Introjection et troubles spécifiques
Introjection et dépression
Dans la dépression, l’introjection joue un rôle central. Le sujet introjecte des affects de perte, de culpabilité et d’échec, ce qui alimente le cercle vicieux de la dépression.
Introjection et troubles de la personnalité
Les troubles de la personnalité, notamment borderline et narcissique, sont souvent marqués par des introjections conflictuelles. Le sujet oscille entre l’idéalisation et la dévalorisation de ses objets internes, reflétant une faille dans la constitution du moi.
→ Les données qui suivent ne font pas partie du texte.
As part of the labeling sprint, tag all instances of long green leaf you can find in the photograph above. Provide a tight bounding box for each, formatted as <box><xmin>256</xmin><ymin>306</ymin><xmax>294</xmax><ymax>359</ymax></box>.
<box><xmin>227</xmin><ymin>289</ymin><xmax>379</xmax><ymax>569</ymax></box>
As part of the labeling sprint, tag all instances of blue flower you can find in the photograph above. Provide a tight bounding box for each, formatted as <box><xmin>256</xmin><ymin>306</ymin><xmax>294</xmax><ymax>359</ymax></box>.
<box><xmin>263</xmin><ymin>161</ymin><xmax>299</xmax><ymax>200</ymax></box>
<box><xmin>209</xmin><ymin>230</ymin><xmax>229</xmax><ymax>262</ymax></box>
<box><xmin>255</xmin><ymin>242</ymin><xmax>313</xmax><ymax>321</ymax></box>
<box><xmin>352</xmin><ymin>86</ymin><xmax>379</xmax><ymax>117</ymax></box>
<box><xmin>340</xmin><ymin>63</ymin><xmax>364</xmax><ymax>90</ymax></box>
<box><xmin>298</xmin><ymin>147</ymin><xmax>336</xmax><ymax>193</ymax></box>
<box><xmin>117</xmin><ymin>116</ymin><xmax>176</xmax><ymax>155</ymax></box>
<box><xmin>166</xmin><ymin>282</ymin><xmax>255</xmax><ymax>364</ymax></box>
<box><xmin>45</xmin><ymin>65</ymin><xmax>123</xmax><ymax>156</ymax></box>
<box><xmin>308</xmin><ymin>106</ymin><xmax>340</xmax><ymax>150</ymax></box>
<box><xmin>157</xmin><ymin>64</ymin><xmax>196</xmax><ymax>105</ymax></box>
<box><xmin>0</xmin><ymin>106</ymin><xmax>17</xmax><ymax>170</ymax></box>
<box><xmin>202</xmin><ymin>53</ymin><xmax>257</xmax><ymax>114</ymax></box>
Exemple clinique : Un patient narcissique peut introjecter une image grandieuse de lui-même, masquant une fragilité interne profonde, source de souffrance et de conflits relationnels.
Introjection et anxiété
L’anxiété peut résulter d’une introjection rigide de normes ou d’interdits, générant un conflit entre les désirs du sujet et les exigences introjectées. Les troubles anxieux sont souvent liés à une introjection excessive de règles ou de peurs parentales.
Prise en charge thérapeutique de l’introjection
Approches psychothérapiques
Plusieurs approches permettent de travailler sur les introjections pathogènes :
– Psychanalyse : exploration des introjections inconscientes et de leur origine.
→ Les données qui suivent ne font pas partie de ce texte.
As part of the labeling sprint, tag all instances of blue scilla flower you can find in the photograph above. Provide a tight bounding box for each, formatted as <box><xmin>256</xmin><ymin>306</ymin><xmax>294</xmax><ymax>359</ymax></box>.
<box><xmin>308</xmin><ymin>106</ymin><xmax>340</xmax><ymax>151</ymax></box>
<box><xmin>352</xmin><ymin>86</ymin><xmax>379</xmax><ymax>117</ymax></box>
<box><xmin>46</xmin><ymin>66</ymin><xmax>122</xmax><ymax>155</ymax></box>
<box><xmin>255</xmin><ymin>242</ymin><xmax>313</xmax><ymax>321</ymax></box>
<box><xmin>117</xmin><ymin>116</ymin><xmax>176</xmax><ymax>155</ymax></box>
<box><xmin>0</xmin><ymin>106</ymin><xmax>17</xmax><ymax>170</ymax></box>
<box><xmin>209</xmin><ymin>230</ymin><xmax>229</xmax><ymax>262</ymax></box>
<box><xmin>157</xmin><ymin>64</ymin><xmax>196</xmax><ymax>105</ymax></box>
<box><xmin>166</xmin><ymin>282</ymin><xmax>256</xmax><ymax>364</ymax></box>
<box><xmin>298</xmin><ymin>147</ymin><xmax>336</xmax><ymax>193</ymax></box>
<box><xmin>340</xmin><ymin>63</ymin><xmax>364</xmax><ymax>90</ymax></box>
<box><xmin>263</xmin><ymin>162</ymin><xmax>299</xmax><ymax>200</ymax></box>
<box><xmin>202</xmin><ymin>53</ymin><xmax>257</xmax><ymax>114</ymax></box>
– TCC : modification des schémas cognitifs introjectés.
– Thérapie interpersonnelle (TIP) : travail sur les relations et les affects introjectés.
– Psychodrame : dramatisation des conflits internes pour favoriser la symbolisation.
Exemple de prise en charge
Un patient souffrant de dépression peut, en thérapie, identifier et modifier ses introjections négatives (ex. : « je ne vaux rien »), en les remplaçant par des représentations plus adaptatives.
Conclusion
L’introjection est un mécanisme psychique fondamental, à la fois structurant et potentiellement pathogène. Sa compréhension est essentielle pour aborder de nombreux troubles psychiques, de la dépression aux troubles de la personnalité. Une prise en charge adaptée, combinant différentes approches thérapeutiques, permet de transformer les introjections pathogènes en ressources pour la santé mentale.